Sudan: Another dead in crackdown on anti-military coup

A Sudanese man was killed Sunday in a crackdown on protesters against a military coup, doctors said, as a UN envoy began a visit to the country where violence has escalated since the generals seized power in October.

As thousands of protesters marched on Khartoum, a 51-year-old man was shot in the chest, the Central Committee of the Sudanese Medical Association said in a statement, adding that 82 people had been killed since General Abdel Fattah al-Burhan’s October 25 coup.

He was a hospital patient, who had been “mutilated” and went out on the balcony trying to breathe because he was drowning from “tear gas” that had been thrown “inside the hospital”, the club explained.

Security forces made extensive use of tear gases, pressurized water launcher and crown-flash grenades against the protesters in Khartoum and its suburbs, found journalists of the French agency. Fire was also heard.

The development came as the UN’s human rights expert in Sudan, Senegalese Andama Dieng, began his first visit since the military coup.

He met yesterday with the UN special envoy to Khartoum, Volker Pertes, and is also expected to meet with various leaders and members of so-called civil society to try to shed light on the violence.

The military junta acknowledged that some officers and soldiers had opened fire on protesters but said it had never given such an order, while accusing protesters of stabbing a police general to death in January.

Mr Dieng’s arrival, originally scheduled for January, has been delayed by the Sudanese authorities, who have been criticized by the international community for its bloody crackdown and ongoing arrests of militants.

More than a hundred protest organizers, protesters and politicians are in jail, and many of them have recently gone on hunger strike to denounce the “ill-treatment” they say they are being held in custody.

Mr Dieng had said in January that he was “very concerned” about the “deteriorating” human rights situation in the African country.

The crackdown and the crackdown, however, have not diminished the mobilizations, nor the crowds that often take to the streets to demand that General Burhan relinquish power and that the armed forces “return to the barracks.”

“We will be protesting for a whole year,” said Thuyamba Ahmed, a 24-year-old student who took part in a rally in Khartoum yesterday.

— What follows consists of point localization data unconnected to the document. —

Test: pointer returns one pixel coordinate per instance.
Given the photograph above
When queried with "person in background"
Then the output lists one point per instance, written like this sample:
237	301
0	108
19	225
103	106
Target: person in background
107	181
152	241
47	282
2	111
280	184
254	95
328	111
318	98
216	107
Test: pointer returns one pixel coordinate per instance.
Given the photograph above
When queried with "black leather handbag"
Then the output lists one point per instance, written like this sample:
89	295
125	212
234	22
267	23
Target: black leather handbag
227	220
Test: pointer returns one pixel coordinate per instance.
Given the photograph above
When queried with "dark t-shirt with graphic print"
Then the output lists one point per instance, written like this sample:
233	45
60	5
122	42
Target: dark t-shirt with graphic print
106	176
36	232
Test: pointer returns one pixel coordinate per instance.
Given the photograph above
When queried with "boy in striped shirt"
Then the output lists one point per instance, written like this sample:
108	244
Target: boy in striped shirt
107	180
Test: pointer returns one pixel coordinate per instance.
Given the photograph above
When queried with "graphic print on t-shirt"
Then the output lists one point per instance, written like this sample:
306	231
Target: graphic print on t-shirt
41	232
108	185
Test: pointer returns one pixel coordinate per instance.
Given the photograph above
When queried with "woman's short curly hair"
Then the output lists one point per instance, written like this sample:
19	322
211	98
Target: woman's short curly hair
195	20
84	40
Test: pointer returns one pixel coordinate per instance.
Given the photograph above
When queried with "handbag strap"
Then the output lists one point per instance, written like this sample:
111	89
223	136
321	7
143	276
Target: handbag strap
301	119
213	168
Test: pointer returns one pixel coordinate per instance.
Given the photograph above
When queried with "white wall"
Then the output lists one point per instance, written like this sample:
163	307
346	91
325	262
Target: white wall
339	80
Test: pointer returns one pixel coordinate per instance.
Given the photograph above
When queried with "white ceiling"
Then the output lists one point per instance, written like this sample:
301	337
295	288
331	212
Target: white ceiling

An indication of how divided the country remains is that supporters of Omar al-Bashir, who was ousted in 2019 under the pressure of a popular uprising, were also on the streets yesterday.

Dozens of them gathered in front of Khartoum court to express their support for Ibrahim Gadour, the ousted dictator’s former foreign minister.

The former minister, who has been on hunger strike for a month, as well as other former officials of the Bashir regime, had been brought to court for a new hearing as part of his prosecution for the failed July 2020 coup.